The training is designed to develop cultural competence through the policies, procedures, practices, and values of an organization and the skills of the individuals that perform the service. It uses worldview differences as a primary focus for understanding the impact of cultural differences.
Focus of Training
Cultural competence is a set of congruent behaviors, attitudes, agency structures, and policies that come together in a system, agency, or professional, that acknowledge and incorporate, at all levels, the importance of culture, the assessment of cross-cultural relations, vigilance toward the dynamics that result from cultural difference, the expansion of cultural knowledge, and the adaptation of service to fit the client's cultural context. Through understanding and management of differences, organizations can improve the quality of services and outcomes for clients. This workshop examines how problem identification and solution seeking are shaped by worldview and how health care providers can adapt their services to better meet the unique cross-cultural challenges of working in diverse communities.
Learning Format
Participants will experience a range of training techniques including brief lecture, group exercises, group activities, and visual aids.

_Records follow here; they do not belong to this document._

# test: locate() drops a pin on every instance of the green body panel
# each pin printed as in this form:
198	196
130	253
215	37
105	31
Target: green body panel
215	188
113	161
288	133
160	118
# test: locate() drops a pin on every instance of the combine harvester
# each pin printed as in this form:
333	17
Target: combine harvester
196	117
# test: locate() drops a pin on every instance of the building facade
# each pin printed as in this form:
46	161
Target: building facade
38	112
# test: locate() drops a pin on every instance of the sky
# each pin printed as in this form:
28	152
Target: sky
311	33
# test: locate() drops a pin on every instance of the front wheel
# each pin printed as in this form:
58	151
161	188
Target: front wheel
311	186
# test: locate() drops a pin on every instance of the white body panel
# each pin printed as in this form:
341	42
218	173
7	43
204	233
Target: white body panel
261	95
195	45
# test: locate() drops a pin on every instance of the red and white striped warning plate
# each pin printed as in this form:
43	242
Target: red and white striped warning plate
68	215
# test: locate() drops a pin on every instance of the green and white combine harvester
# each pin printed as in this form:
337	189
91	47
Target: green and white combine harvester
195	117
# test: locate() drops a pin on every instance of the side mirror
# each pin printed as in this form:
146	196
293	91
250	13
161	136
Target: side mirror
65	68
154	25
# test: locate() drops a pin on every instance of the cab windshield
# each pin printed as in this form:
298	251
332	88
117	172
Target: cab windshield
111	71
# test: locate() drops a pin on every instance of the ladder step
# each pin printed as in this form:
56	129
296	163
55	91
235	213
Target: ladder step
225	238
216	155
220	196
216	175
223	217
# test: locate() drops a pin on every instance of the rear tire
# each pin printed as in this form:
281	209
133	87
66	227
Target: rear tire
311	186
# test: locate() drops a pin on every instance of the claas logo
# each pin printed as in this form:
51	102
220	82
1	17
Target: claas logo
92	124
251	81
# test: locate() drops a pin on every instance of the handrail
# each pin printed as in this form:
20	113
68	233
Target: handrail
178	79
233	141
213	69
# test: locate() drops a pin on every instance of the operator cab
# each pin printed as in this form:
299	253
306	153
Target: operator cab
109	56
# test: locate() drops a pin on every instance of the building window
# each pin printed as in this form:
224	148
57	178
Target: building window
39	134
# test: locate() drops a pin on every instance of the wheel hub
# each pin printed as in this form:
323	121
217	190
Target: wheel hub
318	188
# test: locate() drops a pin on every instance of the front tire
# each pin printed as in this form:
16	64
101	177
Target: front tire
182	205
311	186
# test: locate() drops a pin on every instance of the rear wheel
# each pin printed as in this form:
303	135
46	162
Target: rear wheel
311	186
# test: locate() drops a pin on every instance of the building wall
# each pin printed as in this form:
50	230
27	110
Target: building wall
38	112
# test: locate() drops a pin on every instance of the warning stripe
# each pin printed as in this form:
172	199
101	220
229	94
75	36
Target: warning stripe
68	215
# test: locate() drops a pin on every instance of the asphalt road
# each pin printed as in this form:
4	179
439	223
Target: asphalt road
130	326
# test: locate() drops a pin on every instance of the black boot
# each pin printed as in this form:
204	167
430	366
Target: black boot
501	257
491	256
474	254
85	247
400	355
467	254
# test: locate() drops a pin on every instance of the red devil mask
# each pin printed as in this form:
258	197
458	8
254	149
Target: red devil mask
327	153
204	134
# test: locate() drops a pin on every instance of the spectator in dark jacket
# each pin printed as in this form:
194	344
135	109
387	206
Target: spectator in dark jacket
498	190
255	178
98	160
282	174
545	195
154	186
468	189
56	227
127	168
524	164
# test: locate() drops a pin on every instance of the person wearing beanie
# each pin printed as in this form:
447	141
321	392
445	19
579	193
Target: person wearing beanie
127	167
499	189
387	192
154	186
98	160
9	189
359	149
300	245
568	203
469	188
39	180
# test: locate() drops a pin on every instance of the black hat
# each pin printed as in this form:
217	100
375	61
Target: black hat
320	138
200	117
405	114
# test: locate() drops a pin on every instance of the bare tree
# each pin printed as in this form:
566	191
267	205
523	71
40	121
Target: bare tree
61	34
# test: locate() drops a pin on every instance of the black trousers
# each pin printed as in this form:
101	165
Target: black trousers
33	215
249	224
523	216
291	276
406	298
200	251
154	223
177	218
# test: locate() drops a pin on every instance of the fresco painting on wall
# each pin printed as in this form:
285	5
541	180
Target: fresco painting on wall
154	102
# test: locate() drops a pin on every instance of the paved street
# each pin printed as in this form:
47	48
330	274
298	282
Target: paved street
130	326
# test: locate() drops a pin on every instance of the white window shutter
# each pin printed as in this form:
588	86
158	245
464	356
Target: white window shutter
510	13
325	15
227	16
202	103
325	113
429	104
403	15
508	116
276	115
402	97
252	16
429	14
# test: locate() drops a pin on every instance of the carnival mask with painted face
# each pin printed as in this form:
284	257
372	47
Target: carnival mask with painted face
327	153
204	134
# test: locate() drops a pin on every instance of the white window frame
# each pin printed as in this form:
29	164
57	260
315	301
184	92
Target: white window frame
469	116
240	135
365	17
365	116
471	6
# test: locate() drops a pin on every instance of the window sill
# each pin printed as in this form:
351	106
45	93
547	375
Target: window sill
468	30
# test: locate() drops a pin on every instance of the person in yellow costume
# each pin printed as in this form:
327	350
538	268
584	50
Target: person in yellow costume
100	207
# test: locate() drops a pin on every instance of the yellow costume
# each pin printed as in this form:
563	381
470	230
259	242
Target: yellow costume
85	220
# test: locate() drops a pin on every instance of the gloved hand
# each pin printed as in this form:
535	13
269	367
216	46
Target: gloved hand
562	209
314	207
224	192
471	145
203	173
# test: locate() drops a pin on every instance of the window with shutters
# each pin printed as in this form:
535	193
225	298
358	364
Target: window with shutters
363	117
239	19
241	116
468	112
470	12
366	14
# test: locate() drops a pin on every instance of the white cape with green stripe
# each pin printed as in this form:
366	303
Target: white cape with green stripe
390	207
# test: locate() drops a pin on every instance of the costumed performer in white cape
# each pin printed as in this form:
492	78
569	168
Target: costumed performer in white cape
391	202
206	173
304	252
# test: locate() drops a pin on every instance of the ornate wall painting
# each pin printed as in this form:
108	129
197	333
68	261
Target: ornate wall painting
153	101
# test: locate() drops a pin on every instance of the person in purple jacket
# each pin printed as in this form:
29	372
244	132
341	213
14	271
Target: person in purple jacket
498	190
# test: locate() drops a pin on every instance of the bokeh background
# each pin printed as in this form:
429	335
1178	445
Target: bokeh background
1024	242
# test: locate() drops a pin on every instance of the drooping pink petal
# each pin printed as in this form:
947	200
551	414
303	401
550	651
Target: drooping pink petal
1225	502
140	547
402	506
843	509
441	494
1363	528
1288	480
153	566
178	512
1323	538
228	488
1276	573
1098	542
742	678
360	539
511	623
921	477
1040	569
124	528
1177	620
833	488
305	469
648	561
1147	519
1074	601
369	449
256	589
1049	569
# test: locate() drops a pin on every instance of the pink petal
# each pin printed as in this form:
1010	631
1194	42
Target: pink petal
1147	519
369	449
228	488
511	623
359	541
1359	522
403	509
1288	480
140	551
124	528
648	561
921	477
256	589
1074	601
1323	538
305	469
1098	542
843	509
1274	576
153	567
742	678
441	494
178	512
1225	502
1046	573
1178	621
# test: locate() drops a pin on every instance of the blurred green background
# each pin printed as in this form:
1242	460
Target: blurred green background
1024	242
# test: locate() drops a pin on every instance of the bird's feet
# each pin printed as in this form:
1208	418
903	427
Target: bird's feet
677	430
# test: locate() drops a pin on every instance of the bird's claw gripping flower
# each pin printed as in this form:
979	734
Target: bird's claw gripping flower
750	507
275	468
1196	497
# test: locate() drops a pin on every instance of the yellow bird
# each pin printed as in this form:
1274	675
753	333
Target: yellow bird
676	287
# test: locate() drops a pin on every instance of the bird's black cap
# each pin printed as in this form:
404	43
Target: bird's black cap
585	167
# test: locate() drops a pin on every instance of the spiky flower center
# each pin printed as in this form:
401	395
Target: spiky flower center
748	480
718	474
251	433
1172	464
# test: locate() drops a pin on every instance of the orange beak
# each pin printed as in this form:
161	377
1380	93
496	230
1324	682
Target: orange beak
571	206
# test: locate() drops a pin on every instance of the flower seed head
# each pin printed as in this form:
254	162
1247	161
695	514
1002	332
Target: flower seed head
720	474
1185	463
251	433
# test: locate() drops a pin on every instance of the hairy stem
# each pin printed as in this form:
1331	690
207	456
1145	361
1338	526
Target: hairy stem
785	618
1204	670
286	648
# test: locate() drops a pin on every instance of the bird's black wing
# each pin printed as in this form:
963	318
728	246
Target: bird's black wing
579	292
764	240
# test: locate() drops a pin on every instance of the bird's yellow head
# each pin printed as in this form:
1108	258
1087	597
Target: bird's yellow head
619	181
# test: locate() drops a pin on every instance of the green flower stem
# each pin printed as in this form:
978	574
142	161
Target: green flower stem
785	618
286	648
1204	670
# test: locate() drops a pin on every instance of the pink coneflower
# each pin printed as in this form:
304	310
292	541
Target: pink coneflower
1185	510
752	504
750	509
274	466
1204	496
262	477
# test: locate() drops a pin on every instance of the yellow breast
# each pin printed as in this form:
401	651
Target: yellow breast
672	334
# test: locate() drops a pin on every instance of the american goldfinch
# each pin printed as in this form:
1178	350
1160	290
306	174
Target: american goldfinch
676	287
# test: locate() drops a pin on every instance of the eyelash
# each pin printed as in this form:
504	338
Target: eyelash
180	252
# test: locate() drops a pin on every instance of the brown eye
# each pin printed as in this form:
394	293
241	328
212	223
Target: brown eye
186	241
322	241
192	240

Structuring the Training and Follow-up
NICWA utilizes an approach designed to facilitate organizations moving toward cultural competence. Cultural competence usually does not grow out of one or more training sessions, but rather out of a comprehensive plan involving policy, structure, practice, and values. In order to develop resources within the organization, NICWA can assist staff from your organization in the development and planning process. This plan can be based on an internal assessment of your current level of capacity to work cross-culturally in an effective manner.